千日手となった対局は指し直し局を山下三段が137手で勝利。奨励会員としていずれも史上初となるランキング戦優勝および決勝トーナメント進出を実現しています。
○16歳・新鋭の挑戦

藤本渚六段や出口若武六段といった実力者をねじ伏せて勝ち上がってきた山下三段。前局の勝利(4組昇級が確定)によりすでに四段昇段(フリークラス)の権利を手中に収めており、以降はどこまで星を伸ばせるかに注目が集まります。高田五段の先手番で始まった対局は相雁木の持久戦へと移行、ともに仕掛けを得られず対局開始30分で千日手が成立しました。
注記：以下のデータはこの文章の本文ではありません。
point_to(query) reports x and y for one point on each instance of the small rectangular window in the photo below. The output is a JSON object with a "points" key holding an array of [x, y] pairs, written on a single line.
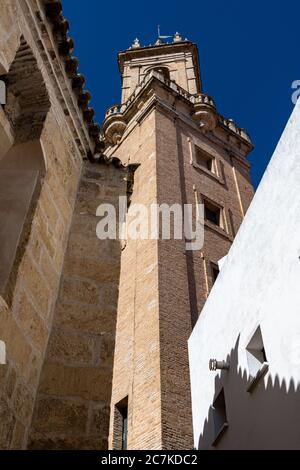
{"points": [[120, 431], [212, 213], [204, 160]]}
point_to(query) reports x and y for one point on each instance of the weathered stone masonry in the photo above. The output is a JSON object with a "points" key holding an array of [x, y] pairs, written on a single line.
{"points": [[91, 326]]}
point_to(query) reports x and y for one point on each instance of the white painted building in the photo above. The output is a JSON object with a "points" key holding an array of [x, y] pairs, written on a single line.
{"points": [[252, 321]]}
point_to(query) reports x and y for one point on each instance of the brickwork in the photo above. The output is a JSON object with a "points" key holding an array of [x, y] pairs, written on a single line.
{"points": [[85, 324], [163, 287]]}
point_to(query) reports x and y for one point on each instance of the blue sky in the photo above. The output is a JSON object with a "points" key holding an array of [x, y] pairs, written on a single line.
{"points": [[248, 51]]}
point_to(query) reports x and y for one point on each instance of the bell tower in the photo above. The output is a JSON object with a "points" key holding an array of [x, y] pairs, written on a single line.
{"points": [[185, 152]]}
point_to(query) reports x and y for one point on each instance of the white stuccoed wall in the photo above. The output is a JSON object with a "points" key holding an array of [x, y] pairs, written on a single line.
{"points": [[259, 284]]}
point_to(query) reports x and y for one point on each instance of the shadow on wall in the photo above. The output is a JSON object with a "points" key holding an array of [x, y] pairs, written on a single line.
{"points": [[265, 417]]}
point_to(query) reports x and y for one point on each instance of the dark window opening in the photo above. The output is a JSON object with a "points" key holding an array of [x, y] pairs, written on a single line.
{"points": [[212, 214], [164, 71], [120, 425], [204, 160]]}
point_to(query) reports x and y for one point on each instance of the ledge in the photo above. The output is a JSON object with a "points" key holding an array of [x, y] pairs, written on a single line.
{"points": [[212, 175], [218, 230]]}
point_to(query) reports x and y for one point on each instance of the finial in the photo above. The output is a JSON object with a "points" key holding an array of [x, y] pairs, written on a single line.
{"points": [[160, 38], [177, 37], [136, 44], [159, 42]]}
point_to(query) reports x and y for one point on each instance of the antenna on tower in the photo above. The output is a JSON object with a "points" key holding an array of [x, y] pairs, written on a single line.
{"points": [[160, 36]]}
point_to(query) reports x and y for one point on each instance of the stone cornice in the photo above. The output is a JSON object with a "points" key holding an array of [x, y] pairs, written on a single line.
{"points": [[139, 104], [155, 50], [50, 29]]}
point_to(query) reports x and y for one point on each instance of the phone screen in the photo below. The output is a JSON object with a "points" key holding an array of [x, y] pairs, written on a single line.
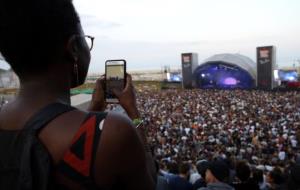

先後を入れ替えて始まった指し直し局では高田五段が後手番一手損角換わりを採用。右玉に組んでのらりくらりと戦うのはいかにも高田調ですが、本局では山下三段の手厚い指し回しが上回りました。腰掛け銀に組んだのち4筋に自陣角を据えたのが後手の桂頭の弱点を衝く遠見の角。山下三段は伸び伸びとした好形を築き、敵陣を圧迫する形で優位に立ちました。

○最後は強い勝ち方で

他方で敵陣に打ち込みたかった角を自陣に手放さざるを得なかった高田五段は苦戦の感が否めません。直後に飛車を走ったのはせめてもの反撃ですが、金を力強く上がって飛車に当てたのが山下三段の受けの決め手となりました。後手の猛攻を呼び込むだけに怖いものの、孤立した自玉への攻め筋をすべて読み切ってしまうのが最も早いという強い勝ち方です。


ようやく手番を握った山下三段は豊富な持ち駒で反撃を開始します。終局時刻は21時14分、最後は自玉の詰みを認めた高田五段の投了。相手に攻めさせて勝つという王者の指し回しを見せた山下三段は奨励会員として初となるランキング戦優勝および本戦進出を手にしました。この結果を受けファンも「強すぎる」「マンガみたいな展開」「三段リーグがどれだけ過酷な場所か…」と盛り上がりを見せました。